High on the edge of Yosemite, the O’Shaughnessy Dam has collected San Francisco’s drinking water since 1923 as part of the Hetch Hetchy water system.
The system includes 176 miles of pipes and rivers supply water to 2.6 million people in San Francisco and the Bay Area.
On Tuesday, Ellen Levin of San Francisco’s Public Utilities Commission stared across the dam’s placid waters, taking in a rare piece of history that hadn’t been visible for decades.
Across the water, a stone bridge and carved benches sat against the water’s edge beneath the shadow of the dam - forgotten artifacts from before the height of the dam was raised decades ago.
"Normally you wouldn’t see that," remarked Levin. "It would be underwater at this time."
The sight of the old bridge struck Levin as bittersweet.
While it revealed handy-work of the dam’s original engineers, it also reflected how low the waterline had dropped as a result of California’s drought.

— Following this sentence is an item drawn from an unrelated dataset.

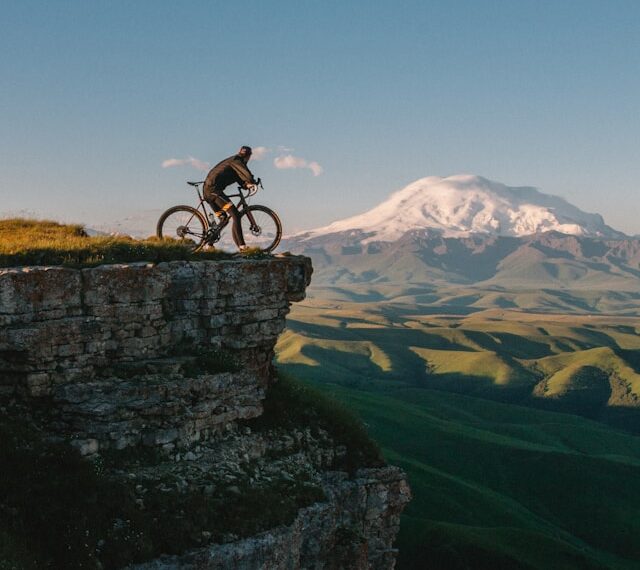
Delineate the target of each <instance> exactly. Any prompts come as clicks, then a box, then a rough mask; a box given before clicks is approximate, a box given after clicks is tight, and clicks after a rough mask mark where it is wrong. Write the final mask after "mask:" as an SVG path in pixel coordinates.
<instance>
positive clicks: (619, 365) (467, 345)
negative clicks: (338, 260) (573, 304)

"I personally have never seen them," Levin said. "I’ve been with the city 14 years and I haven’t had a year like this."
The O’Shaughnessy Dam has the capacity to hold 117 billion gallons of water. But as of April, the dam sat at about 53 percent of normal, producing a revealing dirt ring around the granite edge.
"I think what’s even worse is our snow pack is only at 35 percent," Levin said. "Usually in a normal year we would be able to fill Hetch Hetchy three times over with the amount of snow melt."

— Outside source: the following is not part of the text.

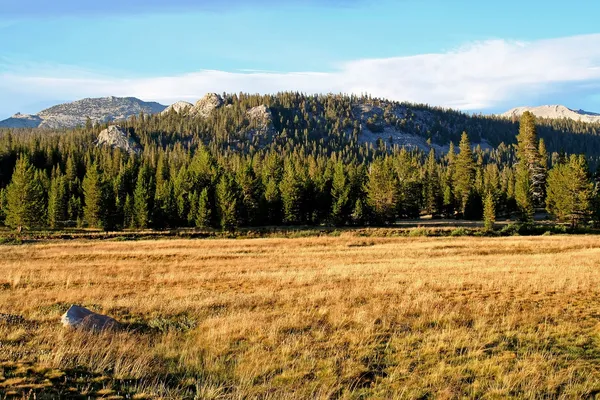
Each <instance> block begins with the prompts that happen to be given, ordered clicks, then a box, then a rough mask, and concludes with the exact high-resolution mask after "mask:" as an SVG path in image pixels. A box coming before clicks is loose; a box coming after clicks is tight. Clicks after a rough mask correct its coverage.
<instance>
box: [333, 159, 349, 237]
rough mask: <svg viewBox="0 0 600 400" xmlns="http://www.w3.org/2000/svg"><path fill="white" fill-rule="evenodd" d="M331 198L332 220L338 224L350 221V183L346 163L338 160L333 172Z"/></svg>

San Francisco utilities officials have asked customers to reduce water usage by 10 percent. So far the utility is meeting its water demand, but another year of dry conditions would raise concern.
But Hetch Hetchy isn’t just a water delivery system; it also generates electricity.

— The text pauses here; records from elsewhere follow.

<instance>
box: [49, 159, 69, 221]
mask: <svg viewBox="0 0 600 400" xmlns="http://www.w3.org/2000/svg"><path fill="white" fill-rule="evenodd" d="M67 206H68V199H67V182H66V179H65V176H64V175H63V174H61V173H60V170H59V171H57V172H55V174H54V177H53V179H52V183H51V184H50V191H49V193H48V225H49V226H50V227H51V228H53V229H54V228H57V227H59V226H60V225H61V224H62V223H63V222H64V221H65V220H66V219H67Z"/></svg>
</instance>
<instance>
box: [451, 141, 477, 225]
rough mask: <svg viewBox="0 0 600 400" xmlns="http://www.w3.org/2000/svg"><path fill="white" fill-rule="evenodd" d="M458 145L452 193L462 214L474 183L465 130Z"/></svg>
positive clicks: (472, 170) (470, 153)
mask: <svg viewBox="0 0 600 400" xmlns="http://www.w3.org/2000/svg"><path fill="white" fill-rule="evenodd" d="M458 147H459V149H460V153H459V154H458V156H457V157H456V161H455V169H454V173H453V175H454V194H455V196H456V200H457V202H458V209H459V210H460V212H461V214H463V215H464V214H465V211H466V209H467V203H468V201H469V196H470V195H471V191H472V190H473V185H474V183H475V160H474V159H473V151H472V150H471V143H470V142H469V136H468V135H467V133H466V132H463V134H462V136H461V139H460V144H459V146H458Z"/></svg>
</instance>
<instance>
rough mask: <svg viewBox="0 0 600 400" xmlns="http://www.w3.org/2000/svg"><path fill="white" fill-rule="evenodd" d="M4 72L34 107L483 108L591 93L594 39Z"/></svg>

Three hydro-electric power stations outside of Yosemite utilize rushing waters to generate electricity used for everything from powering San Francisco streetcars to San Francisco General Hospital.
Because the utility’s contracts require it to prioritize the delivery of drinking water, the power stations are having to do with less water.
"When we’re in drought, less water is transported from up-country to San Francisco," said Barbara Hale, the PUC’s assistant General Manager in Charge of Power. "We generate less electricity."
San Francisco sells its surplus electricity onto the open energy market, helping to defray the costs of some of PUC’s work. A prolonged drought could sap even more revenue from the agency’s budget.
"Worst case scenarios have us looking at raising rates. Worst case scenarios would have us looking at staff,” Hale said. “Are we doing those things now? No."
But Hale said the same dry condition’s impacting San Francisco hydro-electric plants are being felt at similar across the state. She said a cumulative effect of the drought on hydro-electric production could drive up rates statewide.
Levin said now that the window for a Miracle March of rain has passed, there was still hope for an Amazing April or even a Miracle May. Beyond that, there's a good chance more of the O’Shaugnessy Dam’s history might come to light.